私は深呼吸をした。興奮してばかりもいられない。下手な鉄砲も何とやらである。あんな砲撃でも撃ちまくられればどうなるかわからない。かねてからの予定通り、旅団第ニ砲兵大隊を投入した対砲迫射撃――砲兵による敵砲兵排除を実施するべきだろう。有り難いことに敵砲兵の配置は我が作戦部の予想とおおよそ合致するようなので、司令部としては現場の連隊、気球観測中隊、それに砲兵と幾つかの伝令をやり取りするだけで直ぐに対砲迫射撃を開始できる。
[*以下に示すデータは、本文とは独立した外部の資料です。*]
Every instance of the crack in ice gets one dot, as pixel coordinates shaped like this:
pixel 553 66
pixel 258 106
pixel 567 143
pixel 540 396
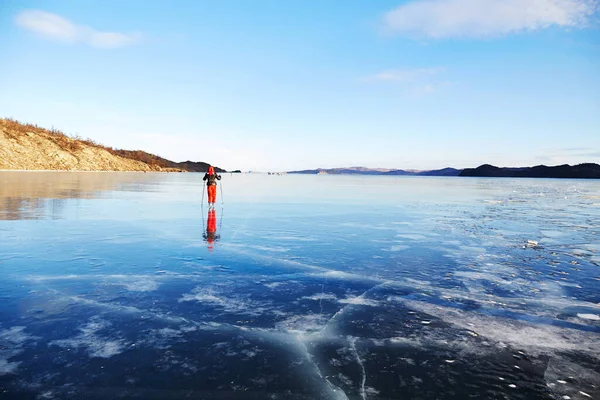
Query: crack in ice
pixel 363 394
pixel 337 392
気持ちを落ち着かせてから吉永女史を呼んだ。返事がない。別の窓から外を見ていた彼女に目線を移すと、ああ、そうなりますよね、どちらかと言えば善人である彼女の肌は青白くなっていた。その、細い肩と膝とが小刻みに震えていた。
「平気ですか」
本音を言うと些か煩わしい。こんなところまで来てビビらないで欲しいとも思う。思うけれども、では、自分の初陣はどんなものだったか? 自慢できるものではなかった。ただでさえこのゲーム内の戦闘は、やりすぎなぐらいに追求したリアルの結果、いわゆる原始的な恐怖――死と殺人への恐怖を割とガチめに感じる仕様だ。『そういうところまで楽しめるようになってからが一人前だ』というような慣用句もあるが、はてさて、正直、私のようなシリアル・キラーですらそうはいかない。
私は吉永女史の背を叩いた。彼女はゴクリと大きく喉を鳴らしてから呟いた。
「朝ごはん」彼女は組み合わせた両手を薄めな胸に押し当てながら言った。「トンカツなんて食べるんじゃなかったわね……」
私は彼女の背を強めに叩き直した。「もう二度とトンカツが食べられないかもしれませんね。でも、安心してください。代わりに、コレが終わったらハンバーグの美味しいお店を紹介しますよ。――さて、主席副官。何はともあれ仕事をしてもらわねばなりません。アチコチに伝令文を作成して貰います。いいですね?」
彼女は苦労してはにかんだ。私はわざとらしく喉の奥でクツクツと笑った。我々の背後、大量に並んだ机では旅団司令部構成員たちが自分の職務に熱中している。剣橋さんにせよ、吉永女史にせよ、私自身にせよ、そろそろ、息をする間もないほど忙しくなるだろう。
所詮、人間が最も熱中するのは誰かを苦しめることなのだろう。それとも、誰かから受ける苦しみから逃れることか?